13-Maven: Wow that’s a bold statement! I can see why you’re saying it though. But if Juniper can win there without servers and edge middleware, why would middleware be key for Nokia?
14-Tom: The best strategy would be to have everything, from servers to platform software to application middleware to applications themselves. Nobody has all of that and they probably can’t get it all either. So you need something compelling in one space at least. Juniper has that now if they position their current assets effectively, which is more than their competitors can say. But I think the real asset, the one that would select a metro winner, is that digital-twin metaverse model. Get that and position it effectively, and it’s going to be a challenge for anyone to catch you.

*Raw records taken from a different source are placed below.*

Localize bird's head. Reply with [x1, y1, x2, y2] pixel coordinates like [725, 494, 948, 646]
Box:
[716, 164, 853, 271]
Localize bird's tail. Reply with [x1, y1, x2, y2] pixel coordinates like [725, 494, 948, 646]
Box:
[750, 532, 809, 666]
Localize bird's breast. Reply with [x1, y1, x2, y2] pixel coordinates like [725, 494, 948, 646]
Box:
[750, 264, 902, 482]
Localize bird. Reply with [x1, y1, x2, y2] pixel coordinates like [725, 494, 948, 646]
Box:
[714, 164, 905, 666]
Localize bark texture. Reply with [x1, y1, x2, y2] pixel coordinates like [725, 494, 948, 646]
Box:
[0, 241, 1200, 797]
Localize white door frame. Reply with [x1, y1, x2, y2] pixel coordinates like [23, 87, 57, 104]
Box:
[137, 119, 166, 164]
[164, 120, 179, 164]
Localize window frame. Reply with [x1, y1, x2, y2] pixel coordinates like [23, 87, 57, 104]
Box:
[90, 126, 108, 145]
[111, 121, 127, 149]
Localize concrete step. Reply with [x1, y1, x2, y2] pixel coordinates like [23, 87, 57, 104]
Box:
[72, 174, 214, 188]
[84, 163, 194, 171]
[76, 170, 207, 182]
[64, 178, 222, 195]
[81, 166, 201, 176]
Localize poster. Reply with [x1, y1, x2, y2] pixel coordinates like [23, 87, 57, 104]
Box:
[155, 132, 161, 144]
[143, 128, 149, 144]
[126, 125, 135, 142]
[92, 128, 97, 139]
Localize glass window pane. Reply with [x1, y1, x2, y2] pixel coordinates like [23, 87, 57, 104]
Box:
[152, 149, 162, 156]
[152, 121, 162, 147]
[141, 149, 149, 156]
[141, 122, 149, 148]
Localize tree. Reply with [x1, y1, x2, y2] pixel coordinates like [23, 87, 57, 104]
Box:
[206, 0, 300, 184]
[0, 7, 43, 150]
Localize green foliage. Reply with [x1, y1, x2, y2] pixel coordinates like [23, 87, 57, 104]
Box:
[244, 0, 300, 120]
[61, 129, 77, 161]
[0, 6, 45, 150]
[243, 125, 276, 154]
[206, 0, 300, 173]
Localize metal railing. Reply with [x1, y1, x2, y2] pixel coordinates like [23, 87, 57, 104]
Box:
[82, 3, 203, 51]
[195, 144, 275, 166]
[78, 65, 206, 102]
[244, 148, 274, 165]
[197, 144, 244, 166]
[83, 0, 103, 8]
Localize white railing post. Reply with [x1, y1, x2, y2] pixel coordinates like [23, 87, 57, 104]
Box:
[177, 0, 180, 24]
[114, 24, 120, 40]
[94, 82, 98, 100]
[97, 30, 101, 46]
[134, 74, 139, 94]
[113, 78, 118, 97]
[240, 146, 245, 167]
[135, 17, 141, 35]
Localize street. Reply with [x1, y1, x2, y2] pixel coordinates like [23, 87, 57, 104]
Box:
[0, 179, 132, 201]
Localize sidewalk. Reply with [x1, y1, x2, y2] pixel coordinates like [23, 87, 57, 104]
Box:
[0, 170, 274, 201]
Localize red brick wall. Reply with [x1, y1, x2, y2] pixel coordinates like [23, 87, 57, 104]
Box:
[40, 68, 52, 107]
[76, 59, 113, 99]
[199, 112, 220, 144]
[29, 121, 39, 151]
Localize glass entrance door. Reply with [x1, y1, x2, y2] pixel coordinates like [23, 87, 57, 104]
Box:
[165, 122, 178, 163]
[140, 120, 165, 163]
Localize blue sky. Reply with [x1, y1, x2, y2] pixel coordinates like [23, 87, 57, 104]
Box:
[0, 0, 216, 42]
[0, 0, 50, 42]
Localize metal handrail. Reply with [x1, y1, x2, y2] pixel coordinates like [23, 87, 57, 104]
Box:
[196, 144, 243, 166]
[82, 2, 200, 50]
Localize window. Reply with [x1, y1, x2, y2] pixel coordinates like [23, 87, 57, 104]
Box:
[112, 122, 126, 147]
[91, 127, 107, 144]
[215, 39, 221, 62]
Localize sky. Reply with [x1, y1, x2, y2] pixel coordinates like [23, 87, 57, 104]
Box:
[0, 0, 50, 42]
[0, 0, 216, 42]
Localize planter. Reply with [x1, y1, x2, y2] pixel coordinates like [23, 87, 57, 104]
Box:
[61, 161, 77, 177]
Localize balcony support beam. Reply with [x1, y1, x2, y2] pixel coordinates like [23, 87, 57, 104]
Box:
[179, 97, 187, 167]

15-Nigel: How about DriveNets? You’ve already said their architecture would work well in metro. If they had the digital-twin-metaverse package, can they be the winner? It sounds like any of the three network companies you’ve talked about might be winners here.
16-Tom: Yes, they could be. I think the industry is misunderstanding what kind of work it would take to create that digital-twin metaverse middleware. It’s a year, if it’s done right. Less, if it’s done with naked aggression. But maybe it’s not a problem of over-estimating how much work digital-twin metaverses might be. Maybe it’s too much conventional short-term thinking. Any one of the three could win with the metaverse, but I don’t think any of the three will step up. I think that we’ll end up seeing metaverse middleware coming from a cloud provider.